To justify his increasingly extreme repression, Putin has cranked up the Kremlin’s propaganda machinery to Soviet levels. But anti-Western messaging will not persuade the population to support him. For that, he needs another highly successful war. And because Russia stands no chance in a big war against the whole West, it needs a much more limited conflict. Hence, Putin’s choice of Ukraine, which he calls a Western vassal.

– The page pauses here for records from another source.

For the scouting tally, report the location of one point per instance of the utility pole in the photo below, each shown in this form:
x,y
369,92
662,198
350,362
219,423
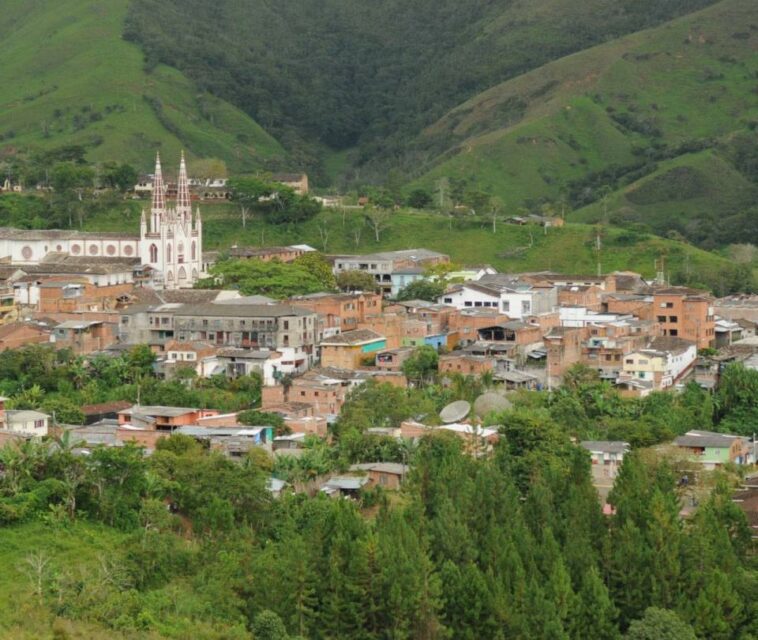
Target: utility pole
x,y
598,245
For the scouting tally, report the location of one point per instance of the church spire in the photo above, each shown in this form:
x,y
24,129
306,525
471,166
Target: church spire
x,y
159,195
183,203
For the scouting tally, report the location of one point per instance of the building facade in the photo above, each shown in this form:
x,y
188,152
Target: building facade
x,y
171,241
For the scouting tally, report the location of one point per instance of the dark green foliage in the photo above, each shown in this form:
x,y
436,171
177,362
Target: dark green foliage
x,y
274,202
367,74
355,280
256,277
660,624
422,289
421,365
119,176
419,199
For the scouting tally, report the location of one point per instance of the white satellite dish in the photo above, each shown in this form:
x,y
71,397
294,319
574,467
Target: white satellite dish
x,y
455,411
490,402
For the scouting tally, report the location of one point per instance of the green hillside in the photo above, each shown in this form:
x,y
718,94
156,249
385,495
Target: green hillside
x,y
368,75
69,78
628,104
468,240
699,196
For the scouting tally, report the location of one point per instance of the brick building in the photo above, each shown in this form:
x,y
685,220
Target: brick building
x,y
340,311
685,313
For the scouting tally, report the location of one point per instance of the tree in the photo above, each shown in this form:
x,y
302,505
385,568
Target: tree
x,y
419,199
140,360
268,626
378,220
319,266
274,278
660,624
249,190
122,176
596,617
421,364
356,280
64,410
422,289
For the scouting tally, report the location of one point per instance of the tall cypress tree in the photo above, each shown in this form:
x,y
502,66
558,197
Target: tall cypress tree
x,y
596,615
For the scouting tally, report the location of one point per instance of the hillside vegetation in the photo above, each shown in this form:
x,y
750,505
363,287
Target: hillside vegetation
x,y
467,240
367,74
68,77
600,120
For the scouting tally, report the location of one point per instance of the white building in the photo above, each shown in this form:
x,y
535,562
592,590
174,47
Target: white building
x,y
26,422
170,242
515,298
662,364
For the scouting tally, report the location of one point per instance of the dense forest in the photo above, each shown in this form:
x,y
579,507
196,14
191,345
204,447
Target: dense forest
x,y
511,544
370,74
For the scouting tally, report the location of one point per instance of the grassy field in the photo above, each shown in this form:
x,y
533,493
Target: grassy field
x,y
66,548
467,240
689,79
67,77
698,189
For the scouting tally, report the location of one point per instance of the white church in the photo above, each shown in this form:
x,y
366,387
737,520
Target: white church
x,y
170,240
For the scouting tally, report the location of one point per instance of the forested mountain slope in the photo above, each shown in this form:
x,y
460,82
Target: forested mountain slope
x,y
595,122
366,73
68,77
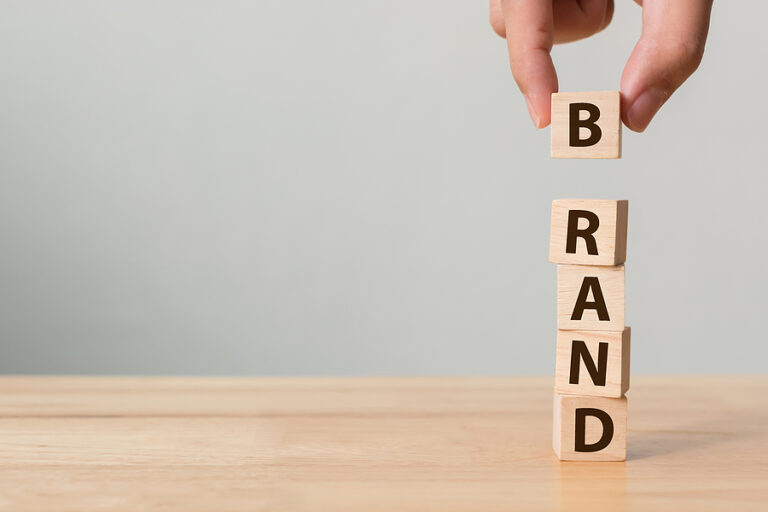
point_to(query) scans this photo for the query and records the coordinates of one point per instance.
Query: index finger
(530, 35)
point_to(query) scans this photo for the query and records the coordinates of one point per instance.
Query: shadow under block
(590, 428)
(593, 363)
(590, 298)
(588, 232)
(586, 125)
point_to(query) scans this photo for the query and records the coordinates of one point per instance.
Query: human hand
(669, 50)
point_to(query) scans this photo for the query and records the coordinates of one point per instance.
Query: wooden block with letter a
(590, 428)
(586, 125)
(590, 298)
(594, 363)
(588, 232)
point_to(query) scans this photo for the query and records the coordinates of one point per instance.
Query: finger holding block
(593, 363)
(586, 125)
(590, 298)
(590, 428)
(588, 232)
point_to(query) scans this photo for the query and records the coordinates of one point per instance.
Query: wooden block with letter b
(590, 298)
(586, 125)
(588, 232)
(594, 363)
(590, 428)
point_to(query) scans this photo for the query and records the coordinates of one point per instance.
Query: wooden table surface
(370, 444)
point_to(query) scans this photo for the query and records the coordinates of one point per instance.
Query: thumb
(669, 51)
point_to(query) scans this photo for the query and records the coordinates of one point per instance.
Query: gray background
(352, 187)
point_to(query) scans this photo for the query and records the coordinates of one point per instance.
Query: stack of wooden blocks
(588, 241)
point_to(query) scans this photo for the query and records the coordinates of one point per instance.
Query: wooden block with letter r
(586, 125)
(593, 363)
(589, 428)
(588, 232)
(590, 298)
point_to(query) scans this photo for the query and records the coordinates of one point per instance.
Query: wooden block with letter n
(590, 298)
(588, 232)
(586, 125)
(594, 363)
(590, 428)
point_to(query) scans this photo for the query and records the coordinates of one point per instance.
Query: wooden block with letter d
(594, 363)
(586, 125)
(590, 298)
(590, 428)
(588, 232)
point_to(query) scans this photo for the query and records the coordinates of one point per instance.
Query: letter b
(575, 124)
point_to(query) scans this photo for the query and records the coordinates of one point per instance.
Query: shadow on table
(585, 485)
(643, 444)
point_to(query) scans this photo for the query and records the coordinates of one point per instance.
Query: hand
(669, 50)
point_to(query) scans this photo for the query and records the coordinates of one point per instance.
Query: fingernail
(532, 113)
(645, 107)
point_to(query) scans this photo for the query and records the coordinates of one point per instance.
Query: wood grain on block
(590, 298)
(593, 363)
(590, 428)
(588, 232)
(586, 125)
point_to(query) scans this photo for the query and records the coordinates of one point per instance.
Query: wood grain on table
(370, 444)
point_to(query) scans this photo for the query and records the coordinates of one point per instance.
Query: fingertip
(539, 109)
(639, 112)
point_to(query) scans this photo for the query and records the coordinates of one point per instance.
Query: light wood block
(590, 428)
(588, 232)
(590, 298)
(593, 363)
(586, 125)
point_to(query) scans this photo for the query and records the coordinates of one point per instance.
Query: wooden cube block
(590, 428)
(592, 363)
(586, 125)
(590, 298)
(588, 232)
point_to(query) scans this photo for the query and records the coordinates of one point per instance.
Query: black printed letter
(587, 234)
(595, 133)
(596, 373)
(581, 430)
(590, 283)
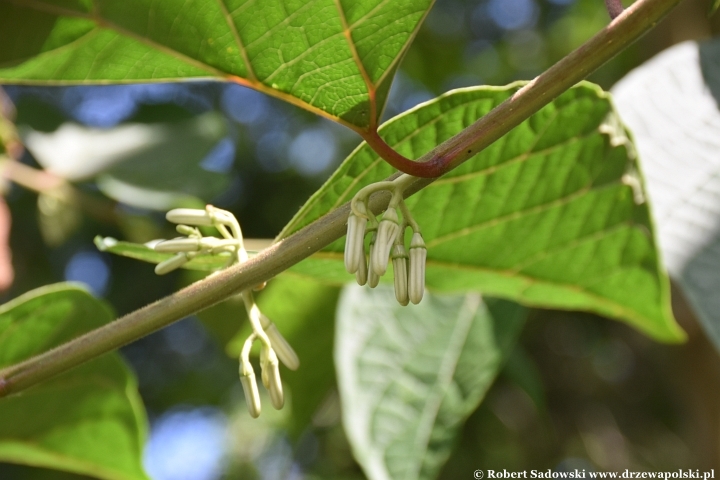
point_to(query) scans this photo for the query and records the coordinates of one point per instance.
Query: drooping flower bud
(373, 278)
(189, 216)
(399, 257)
(180, 244)
(387, 231)
(274, 383)
(282, 348)
(416, 272)
(361, 274)
(249, 384)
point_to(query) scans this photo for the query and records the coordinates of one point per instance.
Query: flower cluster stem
(626, 28)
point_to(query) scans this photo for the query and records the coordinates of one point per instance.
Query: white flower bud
(171, 264)
(416, 273)
(189, 216)
(387, 232)
(400, 271)
(275, 386)
(180, 244)
(361, 274)
(282, 348)
(373, 278)
(354, 242)
(252, 395)
(187, 231)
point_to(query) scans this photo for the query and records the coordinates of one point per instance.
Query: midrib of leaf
(254, 84)
(445, 374)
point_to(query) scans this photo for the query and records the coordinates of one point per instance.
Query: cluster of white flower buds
(274, 347)
(386, 241)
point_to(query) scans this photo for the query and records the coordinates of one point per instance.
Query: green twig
(626, 28)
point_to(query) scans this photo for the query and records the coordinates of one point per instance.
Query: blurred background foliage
(578, 392)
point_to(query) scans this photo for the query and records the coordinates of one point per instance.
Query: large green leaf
(552, 215)
(335, 57)
(410, 376)
(89, 420)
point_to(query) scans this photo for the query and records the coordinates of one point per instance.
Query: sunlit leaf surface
(334, 57)
(89, 420)
(551, 215)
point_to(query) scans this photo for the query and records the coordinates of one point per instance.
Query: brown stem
(629, 26)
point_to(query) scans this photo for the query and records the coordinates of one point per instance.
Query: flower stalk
(194, 243)
(387, 241)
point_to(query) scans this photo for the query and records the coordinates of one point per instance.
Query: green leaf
(410, 376)
(551, 215)
(334, 57)
(89, 420)
(671, 105)
(304, 312)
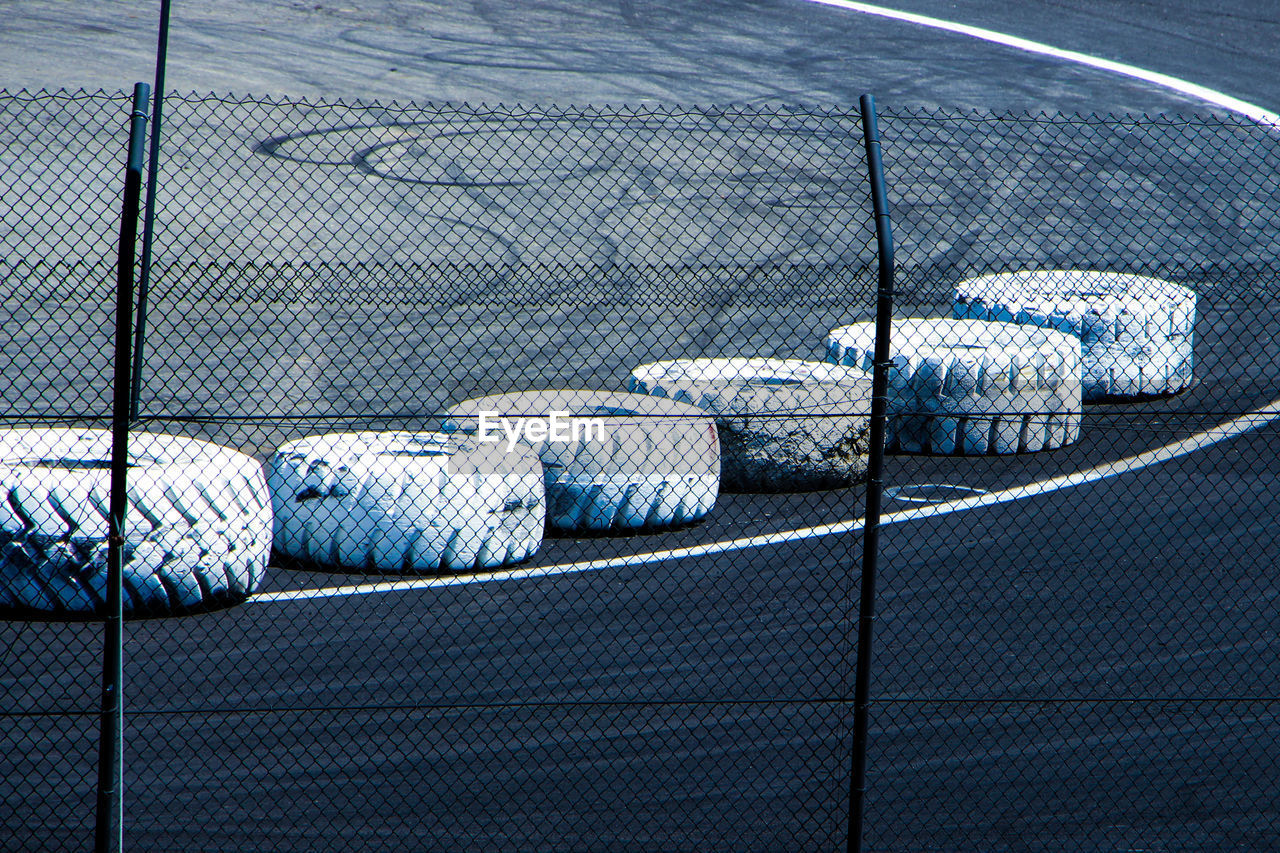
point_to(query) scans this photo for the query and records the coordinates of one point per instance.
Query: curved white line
(1232, 429)
(1166, 81)
(1253, 420)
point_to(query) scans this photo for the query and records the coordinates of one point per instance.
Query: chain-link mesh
(554, 425)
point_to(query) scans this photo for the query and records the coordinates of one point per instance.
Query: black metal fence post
(110, 811)
(150, 211)
(874, 470)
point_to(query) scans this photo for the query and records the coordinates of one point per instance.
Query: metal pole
(874, 471)
(109, 829)
(150, 215)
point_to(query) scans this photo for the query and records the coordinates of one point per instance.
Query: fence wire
(498, 478)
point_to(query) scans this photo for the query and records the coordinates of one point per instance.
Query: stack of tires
(197, 532)
(1008, 373)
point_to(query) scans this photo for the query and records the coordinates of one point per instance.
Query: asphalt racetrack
(1060, 664)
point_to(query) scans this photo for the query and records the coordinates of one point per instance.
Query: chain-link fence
(498, 479)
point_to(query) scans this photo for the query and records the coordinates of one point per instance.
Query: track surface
(1083, 652)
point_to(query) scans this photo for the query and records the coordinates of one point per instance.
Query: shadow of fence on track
(1088, 669)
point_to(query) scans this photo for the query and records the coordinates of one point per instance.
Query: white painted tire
(1136, 332)
(972, 387)
(406, 502)
(197, 524)
(786, 425)
(656, 465)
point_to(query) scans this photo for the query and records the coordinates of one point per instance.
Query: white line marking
(1253, 420)
(1175, 83)
(1246, 423)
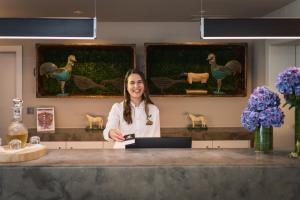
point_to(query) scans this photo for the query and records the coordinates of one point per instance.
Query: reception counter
(153, 174)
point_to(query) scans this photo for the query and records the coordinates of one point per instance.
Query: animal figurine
(61, 74)
(94, 120)
(196, 77)
(220, 72)
(197, 119)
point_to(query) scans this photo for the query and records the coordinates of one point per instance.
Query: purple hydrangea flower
(263, 110)
(263, 98)
(288, 80)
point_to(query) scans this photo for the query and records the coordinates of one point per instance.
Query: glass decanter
(16, 129)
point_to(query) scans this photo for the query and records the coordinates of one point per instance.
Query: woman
(135, 114)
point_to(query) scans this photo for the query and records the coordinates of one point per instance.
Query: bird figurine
(61, 74)
(219, 72)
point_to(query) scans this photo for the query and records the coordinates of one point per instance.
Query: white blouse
(139, 120)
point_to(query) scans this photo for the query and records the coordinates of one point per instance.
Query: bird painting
(219, 72)
(84, 83)
(164, 83)
(61, 74)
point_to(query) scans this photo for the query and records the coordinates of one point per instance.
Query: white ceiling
(140, 10)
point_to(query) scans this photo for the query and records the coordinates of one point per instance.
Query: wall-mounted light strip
(253, 28)
(48, 28)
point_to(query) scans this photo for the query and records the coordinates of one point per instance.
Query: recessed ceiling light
(77, 12)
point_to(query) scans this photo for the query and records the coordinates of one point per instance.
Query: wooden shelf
(80, 134)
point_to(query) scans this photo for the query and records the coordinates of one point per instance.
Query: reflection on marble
(152, 174)
(77, 134)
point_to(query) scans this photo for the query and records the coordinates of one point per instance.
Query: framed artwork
(82, 70)
(196, 69)
(45, 120)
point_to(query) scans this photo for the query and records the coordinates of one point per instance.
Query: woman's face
(135, 86)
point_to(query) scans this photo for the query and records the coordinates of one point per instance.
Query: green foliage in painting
(98, 70)
(172, 61)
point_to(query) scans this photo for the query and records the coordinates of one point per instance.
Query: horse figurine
(200, 119)
(94, 120)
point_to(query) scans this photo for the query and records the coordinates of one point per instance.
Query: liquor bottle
(16, 129)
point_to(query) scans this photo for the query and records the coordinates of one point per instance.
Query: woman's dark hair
(127, 104)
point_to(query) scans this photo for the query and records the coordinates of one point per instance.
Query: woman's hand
(116, 135)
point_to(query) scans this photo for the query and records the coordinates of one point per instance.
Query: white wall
(220, 111)
(278, 55)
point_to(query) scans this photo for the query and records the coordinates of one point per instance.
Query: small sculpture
(219, 72)
(196, 77)
(98, 120)
(197, 119)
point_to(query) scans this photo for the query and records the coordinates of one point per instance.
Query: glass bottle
(16, 129)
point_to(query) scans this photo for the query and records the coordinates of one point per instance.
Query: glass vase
(297, 128)
(263, 139)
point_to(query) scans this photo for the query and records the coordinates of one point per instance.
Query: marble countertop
(160, 157)
(214, 133)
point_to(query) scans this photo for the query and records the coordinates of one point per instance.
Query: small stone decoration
(94, 122)
(198, 121)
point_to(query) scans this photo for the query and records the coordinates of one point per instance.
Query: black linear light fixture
(48, 28)
(250, 28)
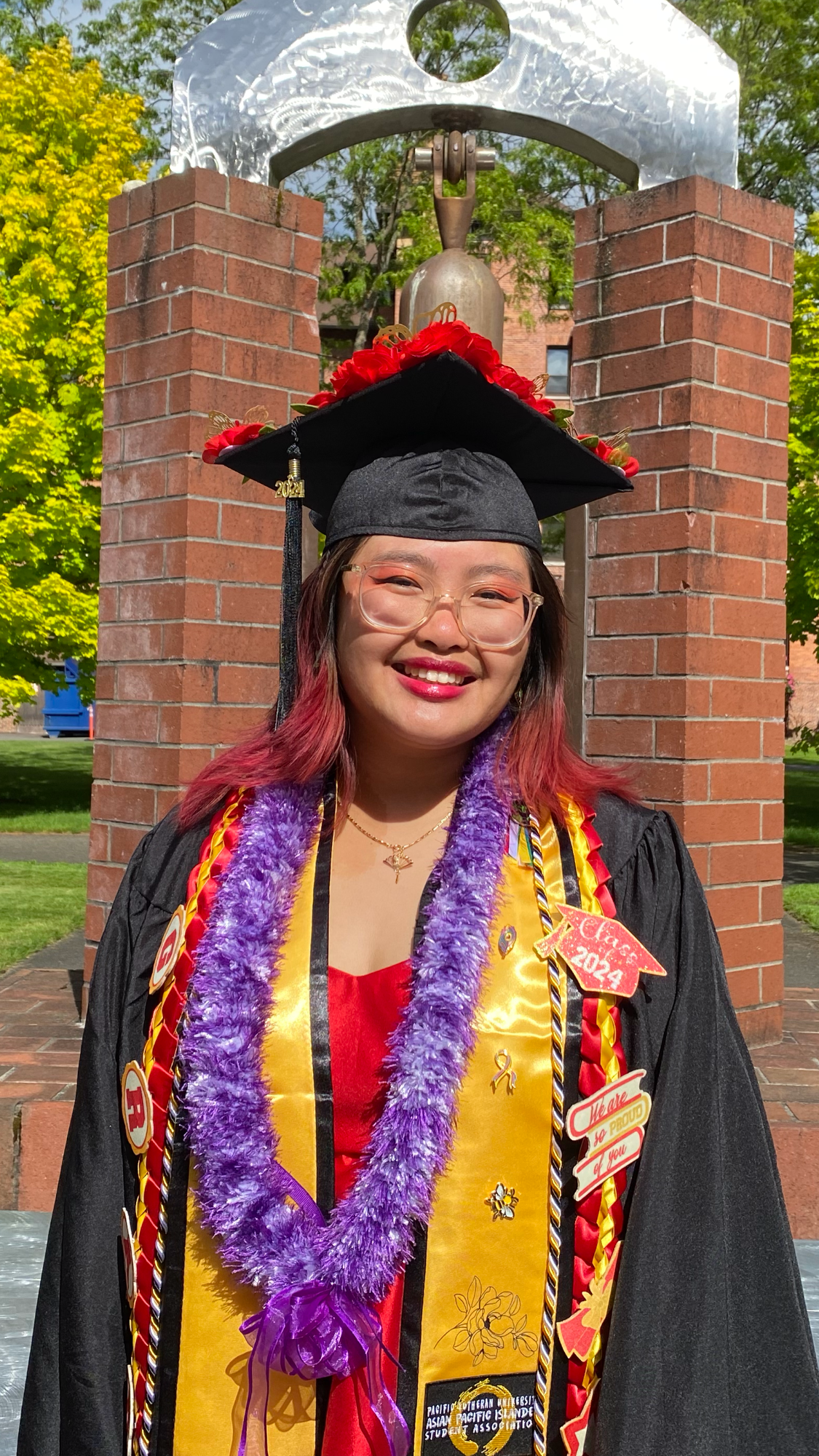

But a small, victorious war is not possible in Ukraine, either. As Ukraine’s new defense minister, Oleksiy Reznikov, recently pointed out: “The human cost for Ukraine would be catastrophic, but Ukrainians would not mourn alone. Russia would also suffer massive losses. Images of coffins returning to Russia from the front lines in Ukraine would spread like a virus across social media and would soon prove too much for even the Kremlin censors to contain. A major war in Ukraine would plunge the whole of Europe into crisis.”
US intelligence agencies warn that Russia is mobilising some 175,000 troops near its border with Ukraine. But a force of that size would not suffice. Ukraine’s active military forces comprise 250,000 troops, many with ample battle experience, who would be defending their homeland against soldiers who may have no higher aim than collecting their salaries.
Russia’s mistake in 1904 was that it did not take Japan seriously as a military power. When Japan emerged victorious, the Czar’s power was fatally weakened, allowing for the revolution that followed. A 2022 Russo-Ukrainian war could prove to be an even bigger folly, one that Putin is unlikely to survive.
In the meantime, the Kremlin must not be allowed to benefit domestically from its saber-rattling. The West responded with only limited sanctions following Putin’s previous aggression against Georgia and Ukraine. It must learn from those mistakes and stand fully with Ukraine. In addition to providing military supplies and training for Ukraine, the West should impose truly devastating sanctions against Russia. Biden and US Secretary of State Antony Blinken have promised as much. They and America’s European allies now must follow through.